E por falar em saudade, vale recordar

Pérolas da “professora” Dilma: “Eu queria dizer que tenho muito respeito pelo ET de Varginha”. “Não vamos colocar meta. Vamos deixar a meta aberta, mas quando atingirmos a meta, vamos dobrar a meta”. “O vento, podia ser isso também, mas você não conseguiu ainda tecnologia para estocar vento. Vamos supor que vente mais à noite, como eu faria para estocar isso?” “Então, aqui, hoje, eu estou saudando a mandioca. Acho uma das maiores conquistas do Brasil” “Para mim essa bola é um símbolo da nossa evolução. Nós nos transformamos em Homo Sapiens ou “Mulheres Sapiens”.

Autor: Prof. Lauro

Psicólogo, Professor Universitário, aposentado, e escritor, 72 anos, divorciado, três filhas e seis netos. Com residência de temporada em Itacuruçá desde 1950 e definitiva a partir da aposentadoria em 2001.

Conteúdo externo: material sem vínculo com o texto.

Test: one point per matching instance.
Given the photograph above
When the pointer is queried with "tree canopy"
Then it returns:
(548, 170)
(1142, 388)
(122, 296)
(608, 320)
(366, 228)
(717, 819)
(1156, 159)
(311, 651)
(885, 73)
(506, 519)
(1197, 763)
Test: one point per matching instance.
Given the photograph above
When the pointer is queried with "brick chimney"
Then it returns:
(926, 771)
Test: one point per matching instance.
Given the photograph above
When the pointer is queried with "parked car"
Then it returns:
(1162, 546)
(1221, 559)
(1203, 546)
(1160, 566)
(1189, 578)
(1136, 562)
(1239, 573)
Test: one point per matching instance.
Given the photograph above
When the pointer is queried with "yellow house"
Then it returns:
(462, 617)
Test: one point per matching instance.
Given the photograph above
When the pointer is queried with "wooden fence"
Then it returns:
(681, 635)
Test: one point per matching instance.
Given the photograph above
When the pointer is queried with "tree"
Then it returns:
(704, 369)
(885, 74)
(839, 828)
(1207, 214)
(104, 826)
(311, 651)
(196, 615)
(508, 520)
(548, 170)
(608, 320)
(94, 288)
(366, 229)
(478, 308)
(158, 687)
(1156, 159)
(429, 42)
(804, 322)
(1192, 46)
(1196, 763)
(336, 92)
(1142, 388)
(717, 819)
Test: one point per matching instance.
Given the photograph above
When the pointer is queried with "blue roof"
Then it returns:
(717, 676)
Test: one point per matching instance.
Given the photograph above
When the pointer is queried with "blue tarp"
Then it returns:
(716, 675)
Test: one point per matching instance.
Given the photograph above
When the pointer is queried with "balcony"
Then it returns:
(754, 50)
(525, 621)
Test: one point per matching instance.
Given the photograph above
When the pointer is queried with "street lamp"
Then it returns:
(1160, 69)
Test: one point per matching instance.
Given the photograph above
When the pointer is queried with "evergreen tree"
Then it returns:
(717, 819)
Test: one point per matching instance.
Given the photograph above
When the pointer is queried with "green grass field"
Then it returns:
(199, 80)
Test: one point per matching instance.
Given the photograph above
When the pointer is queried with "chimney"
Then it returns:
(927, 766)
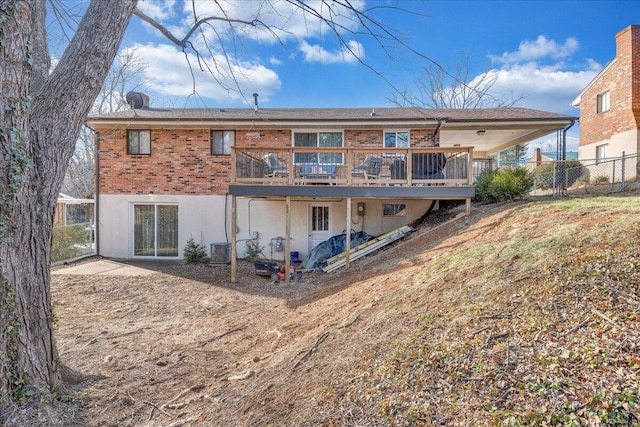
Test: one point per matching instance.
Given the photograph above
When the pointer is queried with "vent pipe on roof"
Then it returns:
(137, 100)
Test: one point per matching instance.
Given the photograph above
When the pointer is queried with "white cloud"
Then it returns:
(346, 54)
(157, 9)
(542, 47)
(168, 73)
(285, 20)
(542, 88)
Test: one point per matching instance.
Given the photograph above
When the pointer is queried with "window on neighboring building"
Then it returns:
(396, 140)
(139, 142)
(602, 152)
(394, 209)
(604, 102)
(155, 230)
(222, 141)
(318, 139)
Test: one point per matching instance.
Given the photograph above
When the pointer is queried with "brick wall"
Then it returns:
(624, 89)
(181, 161)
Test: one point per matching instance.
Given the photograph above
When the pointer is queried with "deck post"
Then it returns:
(347, 244)
(234, 265)
(287, 244)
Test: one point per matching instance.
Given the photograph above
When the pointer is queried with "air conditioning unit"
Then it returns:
(220, 253)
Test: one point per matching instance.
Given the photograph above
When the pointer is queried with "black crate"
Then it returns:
(266, 268)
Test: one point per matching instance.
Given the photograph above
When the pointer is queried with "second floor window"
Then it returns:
(139, 142)
(602, 152)
(318, 139)
(604, 102)
(222, 141)
(396, 140)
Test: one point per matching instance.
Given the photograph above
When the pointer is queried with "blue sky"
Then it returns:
(544, 51)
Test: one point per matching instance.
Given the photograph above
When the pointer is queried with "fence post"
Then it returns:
(624, 164)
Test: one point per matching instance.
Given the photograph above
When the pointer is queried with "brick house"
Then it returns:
(610, 104)
(289, 178)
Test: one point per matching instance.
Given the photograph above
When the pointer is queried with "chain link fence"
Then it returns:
(610, 175)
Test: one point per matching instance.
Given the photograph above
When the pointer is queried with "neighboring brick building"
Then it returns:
(610, 104)
(223, 175)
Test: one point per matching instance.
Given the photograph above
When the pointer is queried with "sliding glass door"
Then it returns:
(155, 230)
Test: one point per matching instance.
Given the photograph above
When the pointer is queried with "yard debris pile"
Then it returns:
(522, 314)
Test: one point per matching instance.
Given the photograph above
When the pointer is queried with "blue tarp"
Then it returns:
(333, 246)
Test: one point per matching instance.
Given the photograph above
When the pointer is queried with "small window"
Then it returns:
(222, 141)
(318, 139)
(604, 102)
(139, 142)
(602, 153)
(394, 209)
(396, 140)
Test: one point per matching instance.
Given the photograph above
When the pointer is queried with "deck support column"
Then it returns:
(234, 264)
(287, 244)
(347, 244)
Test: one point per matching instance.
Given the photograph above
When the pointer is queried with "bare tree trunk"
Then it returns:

6 comentários em “23 de julho de 2017”

  1. Boa tarde, Prof. Lauro.

    Visitei o novo blogue da FMP e li o texto “Quem plantou essa laranjeira?”, escrito por Mirian Bondim: https://opeixotao.wordpress.com/2017/07/21/historia_mangaratiba/

    Achei interessante saber que, naqueles tempos da velha laranjeira, aqui era visto como “terra de índios brabos”, os valentes tamoios que não aceitaram ser subjugados.

    Mas o que dizer hoje em dia do nosso povo e de sua coragem?

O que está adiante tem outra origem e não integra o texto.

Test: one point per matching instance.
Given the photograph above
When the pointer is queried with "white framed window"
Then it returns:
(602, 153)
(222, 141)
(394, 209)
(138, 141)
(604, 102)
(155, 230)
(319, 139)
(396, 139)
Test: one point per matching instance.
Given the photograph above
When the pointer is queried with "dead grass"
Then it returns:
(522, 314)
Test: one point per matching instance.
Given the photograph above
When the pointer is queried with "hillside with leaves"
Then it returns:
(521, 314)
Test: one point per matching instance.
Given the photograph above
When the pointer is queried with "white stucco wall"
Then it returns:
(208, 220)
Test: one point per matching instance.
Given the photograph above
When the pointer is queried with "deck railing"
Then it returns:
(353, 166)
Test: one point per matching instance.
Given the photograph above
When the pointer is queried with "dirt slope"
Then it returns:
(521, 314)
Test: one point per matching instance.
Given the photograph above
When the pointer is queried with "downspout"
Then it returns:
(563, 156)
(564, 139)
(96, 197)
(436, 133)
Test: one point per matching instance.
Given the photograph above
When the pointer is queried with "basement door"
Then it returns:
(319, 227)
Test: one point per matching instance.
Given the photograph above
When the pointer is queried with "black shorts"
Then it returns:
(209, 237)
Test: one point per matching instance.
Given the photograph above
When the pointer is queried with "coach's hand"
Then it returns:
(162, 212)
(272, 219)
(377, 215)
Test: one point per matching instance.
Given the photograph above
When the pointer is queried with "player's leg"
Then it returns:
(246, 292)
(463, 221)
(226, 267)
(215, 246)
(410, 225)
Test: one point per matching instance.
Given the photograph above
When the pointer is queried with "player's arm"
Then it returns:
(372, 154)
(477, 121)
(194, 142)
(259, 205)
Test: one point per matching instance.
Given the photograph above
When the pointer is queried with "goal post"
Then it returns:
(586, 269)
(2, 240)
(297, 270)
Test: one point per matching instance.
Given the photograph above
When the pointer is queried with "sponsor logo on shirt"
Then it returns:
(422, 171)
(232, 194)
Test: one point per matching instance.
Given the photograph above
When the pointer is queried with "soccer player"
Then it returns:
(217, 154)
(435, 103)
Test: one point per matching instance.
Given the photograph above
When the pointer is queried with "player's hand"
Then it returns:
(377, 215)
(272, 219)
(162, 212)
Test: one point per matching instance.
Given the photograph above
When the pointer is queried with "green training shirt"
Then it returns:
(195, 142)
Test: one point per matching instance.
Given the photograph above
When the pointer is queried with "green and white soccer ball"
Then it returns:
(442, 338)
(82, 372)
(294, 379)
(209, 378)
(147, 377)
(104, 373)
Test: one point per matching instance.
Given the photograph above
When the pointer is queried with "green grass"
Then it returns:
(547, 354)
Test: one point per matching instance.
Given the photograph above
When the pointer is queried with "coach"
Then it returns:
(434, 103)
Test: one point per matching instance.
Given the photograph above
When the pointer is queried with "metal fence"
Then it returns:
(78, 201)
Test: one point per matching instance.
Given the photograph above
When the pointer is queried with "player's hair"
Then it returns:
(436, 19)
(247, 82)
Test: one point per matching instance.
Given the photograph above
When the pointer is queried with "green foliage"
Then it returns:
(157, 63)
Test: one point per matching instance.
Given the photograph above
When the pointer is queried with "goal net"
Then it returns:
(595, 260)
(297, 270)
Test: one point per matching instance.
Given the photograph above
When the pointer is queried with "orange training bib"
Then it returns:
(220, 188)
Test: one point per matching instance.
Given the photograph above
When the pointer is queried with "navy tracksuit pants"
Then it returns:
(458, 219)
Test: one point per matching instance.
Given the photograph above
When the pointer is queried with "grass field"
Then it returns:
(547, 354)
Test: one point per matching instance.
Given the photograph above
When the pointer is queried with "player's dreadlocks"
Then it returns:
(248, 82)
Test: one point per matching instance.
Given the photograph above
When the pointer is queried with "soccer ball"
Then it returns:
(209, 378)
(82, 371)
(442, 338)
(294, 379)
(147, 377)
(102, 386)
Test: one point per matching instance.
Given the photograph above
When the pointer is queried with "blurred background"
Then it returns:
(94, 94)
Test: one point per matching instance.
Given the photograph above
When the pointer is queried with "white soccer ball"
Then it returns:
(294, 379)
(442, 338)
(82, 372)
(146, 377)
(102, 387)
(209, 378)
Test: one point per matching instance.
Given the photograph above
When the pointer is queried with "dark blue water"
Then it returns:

    Cadê o Cunhambebe deste século XXI?!

  2. Boa tarde, Prof. Larto.

    Visitei o novo blogue da FMP e li o texto “Quem plantou essa laranjeira?”, escrito por Mirian Bondim: https://opeixotao.wordpress.com/2017/07/21/historia_mangaratiba/

    Achei interessante saber que, naqueles tempos da velha laranjeira, aqui era visto como “terra de índios brabos”, os valentes tamoios que não aceitaram ser subjugados.

    Mas o que dizer hoje em dia do nosso povo e de sua coragem?

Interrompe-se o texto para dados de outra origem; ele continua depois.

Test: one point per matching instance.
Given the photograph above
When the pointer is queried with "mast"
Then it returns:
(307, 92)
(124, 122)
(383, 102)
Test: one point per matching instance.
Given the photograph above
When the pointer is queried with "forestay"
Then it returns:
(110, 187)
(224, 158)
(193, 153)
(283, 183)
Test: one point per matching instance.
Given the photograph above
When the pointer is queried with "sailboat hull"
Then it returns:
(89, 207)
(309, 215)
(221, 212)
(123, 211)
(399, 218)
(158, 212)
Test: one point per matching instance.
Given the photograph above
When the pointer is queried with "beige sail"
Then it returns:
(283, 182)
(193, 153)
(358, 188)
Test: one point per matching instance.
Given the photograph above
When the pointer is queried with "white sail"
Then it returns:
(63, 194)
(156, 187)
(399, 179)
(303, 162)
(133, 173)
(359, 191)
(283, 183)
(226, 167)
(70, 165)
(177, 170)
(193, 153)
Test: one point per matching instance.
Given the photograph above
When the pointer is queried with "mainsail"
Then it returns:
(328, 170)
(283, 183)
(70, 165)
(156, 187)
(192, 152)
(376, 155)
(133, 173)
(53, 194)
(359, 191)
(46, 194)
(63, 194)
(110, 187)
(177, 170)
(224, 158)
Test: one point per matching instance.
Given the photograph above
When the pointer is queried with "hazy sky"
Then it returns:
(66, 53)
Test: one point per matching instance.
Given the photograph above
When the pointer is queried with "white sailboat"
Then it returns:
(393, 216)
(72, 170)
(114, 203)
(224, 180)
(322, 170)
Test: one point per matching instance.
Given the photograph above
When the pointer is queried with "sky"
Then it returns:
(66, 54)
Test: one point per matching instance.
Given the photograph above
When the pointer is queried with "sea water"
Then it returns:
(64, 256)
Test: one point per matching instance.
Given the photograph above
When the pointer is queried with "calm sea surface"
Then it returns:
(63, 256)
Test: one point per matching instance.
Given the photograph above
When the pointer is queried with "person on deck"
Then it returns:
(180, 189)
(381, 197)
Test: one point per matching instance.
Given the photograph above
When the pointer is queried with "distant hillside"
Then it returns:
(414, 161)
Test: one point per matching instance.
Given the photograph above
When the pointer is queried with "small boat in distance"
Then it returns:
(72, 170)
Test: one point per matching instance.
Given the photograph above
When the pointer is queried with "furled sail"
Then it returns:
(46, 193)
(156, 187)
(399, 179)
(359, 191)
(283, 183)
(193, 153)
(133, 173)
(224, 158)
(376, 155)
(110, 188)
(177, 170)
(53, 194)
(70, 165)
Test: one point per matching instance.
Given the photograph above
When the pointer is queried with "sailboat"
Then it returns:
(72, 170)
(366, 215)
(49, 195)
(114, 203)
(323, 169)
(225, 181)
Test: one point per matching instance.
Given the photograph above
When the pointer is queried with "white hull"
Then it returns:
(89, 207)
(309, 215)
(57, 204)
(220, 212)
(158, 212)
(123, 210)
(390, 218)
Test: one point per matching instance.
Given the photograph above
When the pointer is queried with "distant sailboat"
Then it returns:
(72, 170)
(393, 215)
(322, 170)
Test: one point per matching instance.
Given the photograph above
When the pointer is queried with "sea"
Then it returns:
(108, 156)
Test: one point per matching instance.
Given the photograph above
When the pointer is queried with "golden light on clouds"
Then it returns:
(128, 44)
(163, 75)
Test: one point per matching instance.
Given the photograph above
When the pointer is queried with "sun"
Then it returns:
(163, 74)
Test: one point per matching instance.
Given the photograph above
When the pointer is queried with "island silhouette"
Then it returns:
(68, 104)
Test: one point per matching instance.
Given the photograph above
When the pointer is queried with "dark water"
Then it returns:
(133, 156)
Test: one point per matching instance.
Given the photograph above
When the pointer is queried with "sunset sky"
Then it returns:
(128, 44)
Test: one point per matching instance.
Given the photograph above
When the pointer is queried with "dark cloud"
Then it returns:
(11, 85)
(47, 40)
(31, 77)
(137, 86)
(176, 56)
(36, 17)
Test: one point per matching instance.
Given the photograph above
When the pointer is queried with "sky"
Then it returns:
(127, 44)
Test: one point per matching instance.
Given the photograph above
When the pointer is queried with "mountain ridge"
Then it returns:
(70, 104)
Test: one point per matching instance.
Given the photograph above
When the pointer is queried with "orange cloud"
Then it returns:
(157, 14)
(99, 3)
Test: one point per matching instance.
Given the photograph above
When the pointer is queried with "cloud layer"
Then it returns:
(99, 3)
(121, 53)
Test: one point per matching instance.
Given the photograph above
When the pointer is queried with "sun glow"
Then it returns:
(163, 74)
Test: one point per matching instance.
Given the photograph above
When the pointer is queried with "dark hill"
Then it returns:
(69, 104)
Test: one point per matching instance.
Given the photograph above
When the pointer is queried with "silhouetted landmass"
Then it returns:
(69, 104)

    Cadê o Cunhambebe deste século XXI?!

  3. Dá para acreditar?
    “PT e PC do B assinam apoio a regime de Nicolás Maduro”.
    E eu achando que já tinha visto de tudo…

  4. A novidade do Município de Mangaratiba é a vinda de homens fardados, mas que não pertencem a União, Estado ou Município, ou seja , ninguém sabe quem são ou a quem pertencem. Se auto entitulam : GPAN ( grupamento de proteção ambiental nacional ). Segundo os mesmos trabalham em troca de doação dos comerciantes. Acho que já vimos algo parecido na Zona Oeste do Rio e sabemos como terminou. Até o filho do vereador da Locadora em sua rede social pede moção ao grupamento pela participação em um evento no Município e articula para que possam permanecer no município. Ou seja comerciantes, teremos homens fardados não pertencentes a nenhum ente federativo nas suas portas pedindo doação para suas atividades. Só pra lembrar, que o município já possui seu GPA, conforme decreto estadual, formado por agentes oriundos da guarda municipal e com curso específico na área. Portanto se não possui nenhum desses atributos , então é ILEGAL.